We upgrade our recommendation on Liberty Interactive Corp. to Neutral based on the improved performance of the QVC and eCommerce segments. The company reported mixed financial results for the first quarter of 2013. While revenues surpassed the Zacks Consensus Estimate, net income fell below the same.
Why the Upgrade?
We believe that the TV home shopping business will continue to flourish in the near future. The QVC division of Liberty Interactive has successfully transformed itself into a powerful global brand, which may boost Liberty Interactive’s revenues in the double-digits. The strategic move taken by management to offer QVC programs on wireless platforms, such as smartphones and tablets, was a huge success.

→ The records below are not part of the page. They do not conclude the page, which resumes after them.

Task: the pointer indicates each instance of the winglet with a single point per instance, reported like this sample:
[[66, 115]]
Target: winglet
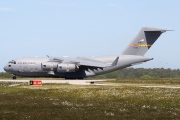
[[115, 62]]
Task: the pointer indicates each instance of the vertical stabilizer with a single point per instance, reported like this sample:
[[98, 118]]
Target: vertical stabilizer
[[143, 41]]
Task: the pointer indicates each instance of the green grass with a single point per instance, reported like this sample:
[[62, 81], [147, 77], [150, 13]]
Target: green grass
[[63, 101]]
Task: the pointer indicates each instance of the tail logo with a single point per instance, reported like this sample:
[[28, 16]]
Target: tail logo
[[140, 45], [142, 40]]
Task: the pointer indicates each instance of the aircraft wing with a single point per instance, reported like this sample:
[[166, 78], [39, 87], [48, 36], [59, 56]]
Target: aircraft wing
[[82, 61]]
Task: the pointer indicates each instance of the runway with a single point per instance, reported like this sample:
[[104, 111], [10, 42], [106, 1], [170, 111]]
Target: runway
[[74, 82]]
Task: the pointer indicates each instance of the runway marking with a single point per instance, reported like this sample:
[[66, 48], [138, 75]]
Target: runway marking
[[173, 87]]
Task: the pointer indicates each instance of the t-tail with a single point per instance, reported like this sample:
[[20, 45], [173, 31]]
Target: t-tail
[[143, 41]]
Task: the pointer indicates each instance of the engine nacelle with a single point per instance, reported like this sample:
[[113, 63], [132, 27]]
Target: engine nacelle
[[49, 66], [67, 68]]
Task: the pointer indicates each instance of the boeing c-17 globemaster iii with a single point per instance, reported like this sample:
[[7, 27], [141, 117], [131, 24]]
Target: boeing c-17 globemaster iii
[[82, 67]]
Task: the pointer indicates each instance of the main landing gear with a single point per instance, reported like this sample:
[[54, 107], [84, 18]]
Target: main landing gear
[[14, 77]]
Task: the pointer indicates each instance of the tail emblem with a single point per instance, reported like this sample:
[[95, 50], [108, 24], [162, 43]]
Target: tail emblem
[[140, 45]]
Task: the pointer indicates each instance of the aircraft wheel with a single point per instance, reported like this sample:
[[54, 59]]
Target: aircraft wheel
[[14, 77]]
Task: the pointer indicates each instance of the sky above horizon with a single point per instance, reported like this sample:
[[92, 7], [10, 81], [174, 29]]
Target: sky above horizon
[[87, 28]]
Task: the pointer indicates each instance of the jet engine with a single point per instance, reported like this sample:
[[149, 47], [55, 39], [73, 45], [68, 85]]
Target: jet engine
[[67, 68]]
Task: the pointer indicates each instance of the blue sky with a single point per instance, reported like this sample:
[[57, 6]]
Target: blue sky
[[87, 28]]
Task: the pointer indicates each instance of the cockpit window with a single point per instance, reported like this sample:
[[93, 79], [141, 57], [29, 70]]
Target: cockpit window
[[12, 62]]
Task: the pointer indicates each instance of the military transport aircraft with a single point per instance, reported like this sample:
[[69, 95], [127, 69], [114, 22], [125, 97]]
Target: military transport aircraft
[[81, 67]]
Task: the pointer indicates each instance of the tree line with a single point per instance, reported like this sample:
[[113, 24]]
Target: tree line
[[131, 73]]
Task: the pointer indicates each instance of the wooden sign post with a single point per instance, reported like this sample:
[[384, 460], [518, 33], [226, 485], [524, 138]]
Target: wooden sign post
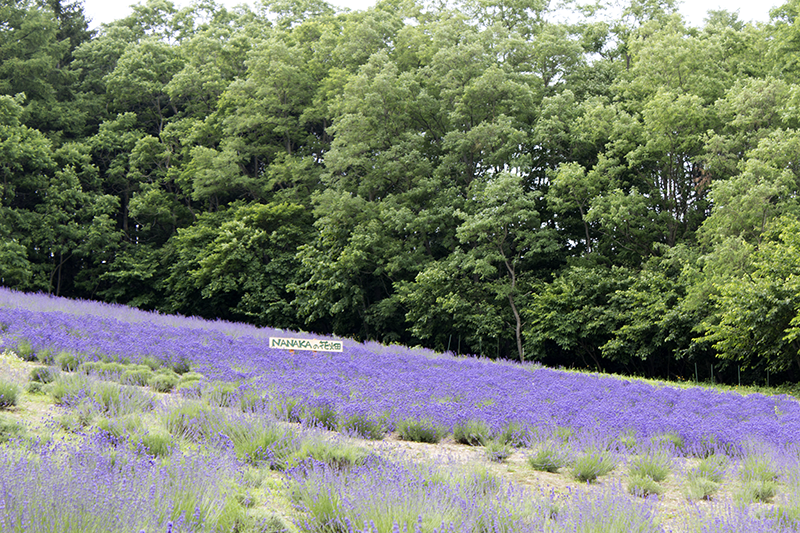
[[313, 345]]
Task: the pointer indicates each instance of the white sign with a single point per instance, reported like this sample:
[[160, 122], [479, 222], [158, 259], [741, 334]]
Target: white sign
[[314, 345]]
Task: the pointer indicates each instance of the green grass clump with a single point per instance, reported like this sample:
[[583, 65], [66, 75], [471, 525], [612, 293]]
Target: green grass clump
[[24, 350], [644, 486], [69, 389], [138, 375], [10, 429], [335, 454], [547, 458], [363, 426], [514, 434], [193, 420], [322, 416], [420, 430], [163, 382], [288, 408], [259, 441], [119, 427], [497, 451], [472, 433], [669, 440], [704, 480], [655, 465], [154, 444], [180, 367], [758, 477], [44, 374], [221, 394], [67, 361], [588, 467]]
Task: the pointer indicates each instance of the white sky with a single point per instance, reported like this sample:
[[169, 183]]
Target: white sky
[[100, 11]]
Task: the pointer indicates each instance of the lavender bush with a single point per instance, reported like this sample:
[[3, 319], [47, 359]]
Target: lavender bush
[[404, 383]]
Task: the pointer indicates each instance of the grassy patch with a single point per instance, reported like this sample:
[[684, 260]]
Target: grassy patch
[[547, 458], [9, 394], [472, 433], [588, 467], [363, 426], [420, 430]]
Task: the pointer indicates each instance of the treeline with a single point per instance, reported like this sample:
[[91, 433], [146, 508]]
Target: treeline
[[600, 189]]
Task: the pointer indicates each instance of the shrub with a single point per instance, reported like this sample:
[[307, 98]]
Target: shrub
[[712, 468], [471, 433], [44, 374], [363, 426], [655, 466], [257, 441], [119, 428], [564, 433], [704, 480], [288, 408], [590, 466], [190, 389], [154, 444], [180, 367], [24, 350], [322, 414], [547, 458], [70, 389], [335, 455], [45, 356], [671, 440], [67, 361], [497, 451], [757, 491], [644, 486], [138, 375], [757, 468], [34, 387], [222, 394], [153, 363], [627, 440], [194, 420], [515, 435], [420, 430], [162, 382], [117, 399], [699, 488], [10, 429]]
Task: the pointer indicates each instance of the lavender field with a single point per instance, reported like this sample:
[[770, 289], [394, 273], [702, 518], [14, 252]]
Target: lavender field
[[186, 392]]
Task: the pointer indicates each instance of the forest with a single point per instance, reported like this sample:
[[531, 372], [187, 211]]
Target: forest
[[596, 186]]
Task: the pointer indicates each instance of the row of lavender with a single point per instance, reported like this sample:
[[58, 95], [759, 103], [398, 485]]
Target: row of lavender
[[399, 383]]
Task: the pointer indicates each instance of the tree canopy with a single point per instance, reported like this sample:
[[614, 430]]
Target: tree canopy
[[610, 189]]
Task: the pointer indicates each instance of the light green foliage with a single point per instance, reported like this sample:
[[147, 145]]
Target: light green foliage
[[472, 433], [497, 451], [514, 434], [644, 486], [44, 374], [655, 465], [9, 394], [547, 458], [703, 481], [221, 394], [589, 466], [193, 420], [67, 362], [420, 430], [24, 350], [137, 375], [364, 426], [10, 429], [161, 381]]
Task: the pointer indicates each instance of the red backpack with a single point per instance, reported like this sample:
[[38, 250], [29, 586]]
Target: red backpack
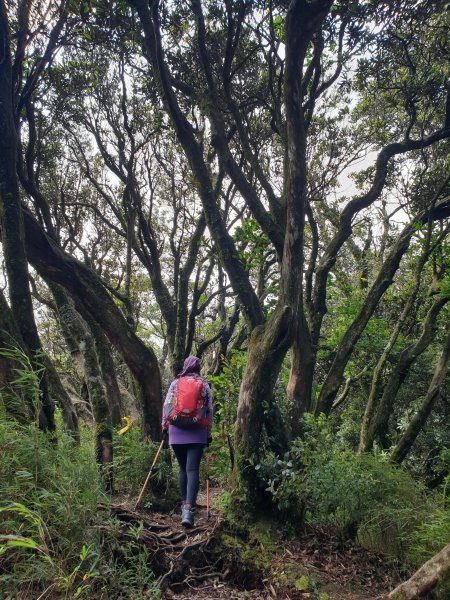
[[188, 403]]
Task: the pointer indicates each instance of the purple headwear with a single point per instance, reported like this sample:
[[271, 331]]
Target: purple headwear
[[192, 364]]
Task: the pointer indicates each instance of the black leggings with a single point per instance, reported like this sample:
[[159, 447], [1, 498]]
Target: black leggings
[[188, 457]]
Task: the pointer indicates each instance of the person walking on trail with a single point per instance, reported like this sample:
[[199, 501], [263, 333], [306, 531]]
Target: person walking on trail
[[187, 420]]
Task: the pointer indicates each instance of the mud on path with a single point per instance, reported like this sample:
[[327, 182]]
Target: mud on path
[[319, 566]]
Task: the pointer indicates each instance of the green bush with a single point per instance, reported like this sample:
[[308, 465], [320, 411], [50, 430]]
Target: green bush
[[50, 496], [322, 483], [56, 533], [132, 460]]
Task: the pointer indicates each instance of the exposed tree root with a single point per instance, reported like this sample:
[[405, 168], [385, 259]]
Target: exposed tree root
[[179, 558]]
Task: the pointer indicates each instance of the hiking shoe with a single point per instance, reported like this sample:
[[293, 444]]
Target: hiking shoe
[[187, 515]]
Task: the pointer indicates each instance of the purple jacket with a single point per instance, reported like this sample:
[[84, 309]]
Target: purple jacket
[[188, 436]]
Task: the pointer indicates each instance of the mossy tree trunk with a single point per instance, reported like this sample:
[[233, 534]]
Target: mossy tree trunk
[[107, 366], [86, 289], [13, 229], [417, 423], [78, 330], [378, 410]]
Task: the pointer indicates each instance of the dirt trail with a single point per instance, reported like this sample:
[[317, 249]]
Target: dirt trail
[[182, 559]]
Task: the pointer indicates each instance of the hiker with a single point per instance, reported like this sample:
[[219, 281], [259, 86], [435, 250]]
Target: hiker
[[187, 420]]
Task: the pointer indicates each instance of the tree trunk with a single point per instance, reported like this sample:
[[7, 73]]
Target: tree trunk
[[107, 367], [353, 333], [85, 288], [79, 331], [434, 571], [13, 230], [376, 426], [301, 378], [268, 346], [405, 443], [10, 339]]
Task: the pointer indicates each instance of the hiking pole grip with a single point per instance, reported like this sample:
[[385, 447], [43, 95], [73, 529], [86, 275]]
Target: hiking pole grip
[[149, 475]]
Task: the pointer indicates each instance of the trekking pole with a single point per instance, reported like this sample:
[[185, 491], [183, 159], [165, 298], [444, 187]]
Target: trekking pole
[[149, 475], [207, 487]]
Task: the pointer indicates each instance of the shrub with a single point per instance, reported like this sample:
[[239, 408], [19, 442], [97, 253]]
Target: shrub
[[322, 483]]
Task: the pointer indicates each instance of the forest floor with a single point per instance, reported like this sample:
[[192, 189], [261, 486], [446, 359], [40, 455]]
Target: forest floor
[[313, 566]]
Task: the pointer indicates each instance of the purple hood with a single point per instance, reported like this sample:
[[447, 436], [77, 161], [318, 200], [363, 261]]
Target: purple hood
[[192, 364]]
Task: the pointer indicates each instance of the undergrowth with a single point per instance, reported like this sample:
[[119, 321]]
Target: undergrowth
[[323, 484], [57, 538]]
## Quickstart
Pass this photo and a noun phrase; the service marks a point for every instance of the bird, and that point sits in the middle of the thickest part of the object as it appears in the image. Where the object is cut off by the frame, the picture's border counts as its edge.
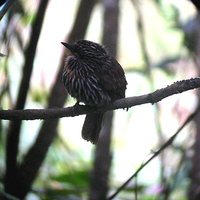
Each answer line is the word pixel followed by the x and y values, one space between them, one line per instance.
pixel 95 78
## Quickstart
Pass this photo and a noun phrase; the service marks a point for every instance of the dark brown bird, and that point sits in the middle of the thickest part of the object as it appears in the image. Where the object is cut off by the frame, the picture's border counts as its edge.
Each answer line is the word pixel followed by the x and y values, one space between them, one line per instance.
pixel 95 78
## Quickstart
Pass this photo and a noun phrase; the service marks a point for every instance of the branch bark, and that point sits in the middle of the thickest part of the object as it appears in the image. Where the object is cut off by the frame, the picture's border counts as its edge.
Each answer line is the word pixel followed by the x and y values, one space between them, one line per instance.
pixel 53 113
pixel 35 156
pixel 11 185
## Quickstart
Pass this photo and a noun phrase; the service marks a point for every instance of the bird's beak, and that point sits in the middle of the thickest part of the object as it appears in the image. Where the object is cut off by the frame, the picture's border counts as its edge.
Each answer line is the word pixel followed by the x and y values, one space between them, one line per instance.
pixel 68 46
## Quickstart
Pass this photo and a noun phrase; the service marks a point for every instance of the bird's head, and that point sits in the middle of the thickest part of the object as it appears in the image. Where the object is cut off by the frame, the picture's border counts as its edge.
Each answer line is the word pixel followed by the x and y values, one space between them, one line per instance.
pixel 85 49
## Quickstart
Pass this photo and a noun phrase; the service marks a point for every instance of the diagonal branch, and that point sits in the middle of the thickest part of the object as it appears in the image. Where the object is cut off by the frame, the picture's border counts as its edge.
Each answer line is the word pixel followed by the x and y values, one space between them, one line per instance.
pixel 52 113
pixel 156 153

Management believes that Liberty Interactive’s online sales in the U.S. will constitute more than 50% of the total revenue by 2014. The major thrust is coming from the growing adoption of high-end smartphones in the U.S. QVC is about to introduce a synchronized content for its mobile applications. This feature will enable smartphone users to get real time information about a product which is broadcasted on the TV show. This will promote online sales further.
According to a report of Internet Retailer, after Amazon.com Inc. (AMZN - Analyst Report) , QVC was the second-largest e-commerce retailer in the U.S. in 2012. QVC has become the market leader in the $8 billion TV home-shopping business. It commands an estimated 69% market share, far ahead of its nearest rivals, HSN Inc. (HSNI - Snapshot Report) and ValueVision Media Inc. . The TV home-shopping business has a stable customer base, which generally constitutes of women.
Exposure to international markets, such as Japan, Germany, Italy, the U.K. and China will enable QVC to achieve a high rate of growth. QVC is gradually expanding its presence in these developed markets. Currently, international markets provide 35% of QVC’s yearly revenues. The company is expecting this figure to reach 50% within the next 5 years.